Yesterday a coworker of mine complained to me that their report no longer showed what it should. We verified that there were indeed 47 records in main that should have been selected but only 1 was. I started to query the database and compare the values in chart and their places along the 47 “should have been” selected records and discovered to my deep chagrin that the values were not properly cached as I had faith that they would be. Of course I felt panic starting to gnaw away on the edge of my mind as I instantly had doubt that my SQL code was working properly.
The SQL code that “failed” looks like this:
select m.mainacctno, c.chart_acct
from main m inner join chart c
on m.mainrest=c.chart_code
where m.mainacctno!=c.chart_acct
Here the two columns should be equal, mainacctno and chart_acct for each record that is joined by mainrest=chart_code. The mainrest column is good as is the chart_code column. What I want to see is where, for each comparison, that mainacctno doesn’t equal whatever value is in chart_acct. So, for these 47 records there should be a value of ‘00000PSGI’ that exists in chart and not in main. My query should show these, but yesterday it did not.

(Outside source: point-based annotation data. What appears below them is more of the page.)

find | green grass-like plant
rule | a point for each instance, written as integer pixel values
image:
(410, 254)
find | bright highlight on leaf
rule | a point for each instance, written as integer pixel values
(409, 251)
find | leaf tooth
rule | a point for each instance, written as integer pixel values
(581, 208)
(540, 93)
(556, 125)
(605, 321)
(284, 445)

Yesterday I had my back up against the wall and couldn’t really spend much time analyzing the problem so I forced the matter with a direct update command which put the proper value in each of the 47 records, essentially shoving ‘00000PSGI’ into each main record.
What bothers me is that when I use the != operator I expect it to behave as I have learned it to behave, to evaluate as true when operand A doesn’t equal operand B. Both columns, mainacctno and chart_acct are both of type char(30). I’ve tried using the other style of not-equal operator that is <> but that doesn’t display either.
I have 1759 records in chart and 1,414,844 records in main. My doubt can only be assuaged by manual comparison and I’m not looking forward to that task. I’ve even tried the “not like” operator to no avail. I wouldn’t be in this situation if I didn’t run afoul of those 47 records where a blank mainacctno apparently equaled a not-blank chart_acct.
What bothers me the most, I think, is that I now doubt the logical operators in SQL. With something so fundamental, everything built on that foundation is now subject to doubt. Does my database really have referential integrity? If logical comparison operators no longer behave in a logical fashion, is the stone that I think my database castle is made of sand?